The eight were Julius Blank, Victor Grinich, Jean Hoerni, Eugene Kleiner, Jay Last, Gordon Moore, Robert Noyce, and Sheldon Roberts. They contacted the New York investment banking firm of Hayden, Stone & Company because Kleiner’s father had an account there.
They asked the bank to help them find a corporation interested in hiring the group of them to help establish a semiconductor operation, preferably, on the San Francisco Peninsula. This attracted the attention of Rock, an analyst at the investment bank. Rock in turn introduced them to Sherman Fairchild, who at that time was IBM’s largest shareholder. Fairchild was interested in redirecting his camera company towards the field of electronics and data processing. Together they created Fairchild Semiconductor in Palo Alto in 1957, the first venture to work solely with silicon.
Over the years, the departing “Fairchildren” helped to create the semiconductor industry. Between 1966 and 1969, no less than 27 new chip ventures were formed by Fairchild émigrés. Two the eight, Noyce and Moore, started Intel Corporation in 1968 and Rock also funded them with $2.5 million.
The novelty of Fairchild Semiconductor concerned talent management. Rigid hierarchies and employee loyalty were the norm. That legacy lives on via noncompete agreements. Brain drain is bad.
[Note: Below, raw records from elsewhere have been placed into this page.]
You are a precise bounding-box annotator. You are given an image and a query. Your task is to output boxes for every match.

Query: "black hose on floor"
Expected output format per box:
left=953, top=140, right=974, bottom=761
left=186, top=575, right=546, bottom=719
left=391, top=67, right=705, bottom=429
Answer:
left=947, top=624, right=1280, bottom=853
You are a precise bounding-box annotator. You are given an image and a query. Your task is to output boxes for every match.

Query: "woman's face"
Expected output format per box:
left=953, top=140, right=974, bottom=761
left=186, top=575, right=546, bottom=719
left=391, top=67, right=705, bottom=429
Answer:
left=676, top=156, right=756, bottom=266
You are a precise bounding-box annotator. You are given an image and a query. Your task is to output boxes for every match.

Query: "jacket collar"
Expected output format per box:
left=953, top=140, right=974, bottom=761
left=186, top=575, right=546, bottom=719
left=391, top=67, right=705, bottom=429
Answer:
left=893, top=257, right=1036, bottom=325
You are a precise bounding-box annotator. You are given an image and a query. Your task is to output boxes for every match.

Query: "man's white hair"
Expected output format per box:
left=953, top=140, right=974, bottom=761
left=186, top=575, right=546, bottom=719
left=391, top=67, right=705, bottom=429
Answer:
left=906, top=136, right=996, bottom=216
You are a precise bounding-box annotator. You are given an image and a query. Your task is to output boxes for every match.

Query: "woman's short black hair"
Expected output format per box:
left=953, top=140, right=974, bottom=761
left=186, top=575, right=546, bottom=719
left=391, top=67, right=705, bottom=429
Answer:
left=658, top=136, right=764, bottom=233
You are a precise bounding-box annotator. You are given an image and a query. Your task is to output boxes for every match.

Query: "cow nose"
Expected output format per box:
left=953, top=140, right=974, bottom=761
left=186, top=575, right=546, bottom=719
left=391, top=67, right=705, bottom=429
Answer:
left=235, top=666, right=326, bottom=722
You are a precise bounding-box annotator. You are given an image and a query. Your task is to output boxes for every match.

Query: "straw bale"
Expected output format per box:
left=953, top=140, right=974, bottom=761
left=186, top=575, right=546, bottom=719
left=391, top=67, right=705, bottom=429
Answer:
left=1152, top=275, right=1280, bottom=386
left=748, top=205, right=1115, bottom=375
The company that develops human capital owns that human capital. For Silicon Valley companies, brain drain is good. The Fairchildren changed the world.
The contemporary example of Fairchildren is the Google Diaspora. Ex-Googlers are changing the world. That can't happen in places such as Boston where brain drain hysteria is a chronic affliction. Instead, metros look to Richard Florida and his zero-sum thinking about the Creative Class:
In Miami, we talk a lot about the “brain drain”, where we lose talented people to places like New York and Los Angeles —
Florida: The overriding concept I like is “brain circulation”. It’s not brain drain, it’s not brain gain, it’s brain circulation. So what I think Miami should do is bring people in and send people out. The more people who go out and say, “Miami is this amazing laboratory for urban transformation, and I thought it was fabulous,” the better for Miami. My hope would be that some of those people figure out a way to incubate start-ups [in Miami]. Not just high-tech start-ups — social innovation, social enterprise, urban transformation, arts and cultural organizations. ...
... The concept of brain circulation is very interesting because we tend to harp on the “drain” part of the cycle.
Florida: I just look at the people I know that are choosing to live here. The net in is better than the net out. So I think Miami is winning. It’s really quite amazing, our ability to do brain circulation, and I think we minimize that. We look at every young person who leaves as a big loss, instead of saying, “They’re going out, they’re getting skills, they’re learning the world, and we’re attracting a lot of people.” There are very few regions in the world that have this net in that we do.
That's an odd answer coming Richard Florida. Just a few weeks ago, he stated the following at Atlantic Cities:
Matt, you've hit upon what urbanists sometimes call the giant urban sorting machine. The problem for cities like yours is that young people are the most likely to move. A 25-year-old college graduate is three to five times more likely to move as someone in their 50s. Many cities think they can lure young people back as they get older and have families, and while this may work to a certain extent, the simple math suggests they can never recoup their losses of young people.
What can they do? As I argued long ago, Number 1 is to try to stem the losses. Figure out ways to retain that age group. I'm not saying that only that group matters, but if they cannot be kept or captured it will be hard to stem the sorting problem, as you describe. In fact, this is exactly the problem both Boston and Silicon Valley confronted a half century ago — talented young people were leaving Cambridge (MIT, Harvard, etc.) and Stanford for better jobs, etc., elsewhere. This is why university leaders (not mayors and economic developers) decided to support high-tech development. It could provide a source of employment for these new grads.
Emphasis added. I guess what is good for Miami is bad for Des Moines. Richard Florida is having a hard time keeping his ideas straight. For place-centric thinkers, talent migration is a zero-sum game. Miami is a winner. Des Moines is a loser. Listen to Richard Florida so your city can win, too:
When I wrote The Rise of the Creative Class and I identified these three Ts — technology, talent, and tolerance — I said cities that did all three had an economic edge. And I said that’s Silicon Valley, Austin, Boston, Seattle, on and on. And I used Pittsburg as an example of a city that had great technology but lacked tolerance and talent. And I used Miami, in that book, as an example of a city that was tolerant in lifestyle but lacked technology.
Ah yes, Florida conflating correlation and causality. Again. Cities don't have agency. People do. Talent that migrates, particularly across international borders, has an economic edge. Wherever they end up, talent always wins and the global economy is better for it.
1 comment:
It's been awhile since I listened to it but I'm pretty sure Steven Levy in his Into the Plex book claimed that Google expects to loose the grads from it's executive tract program within 5 years. They know they're talented. Taht's why Google picked them to start with. But they know they're going to have other interests and eventually move on.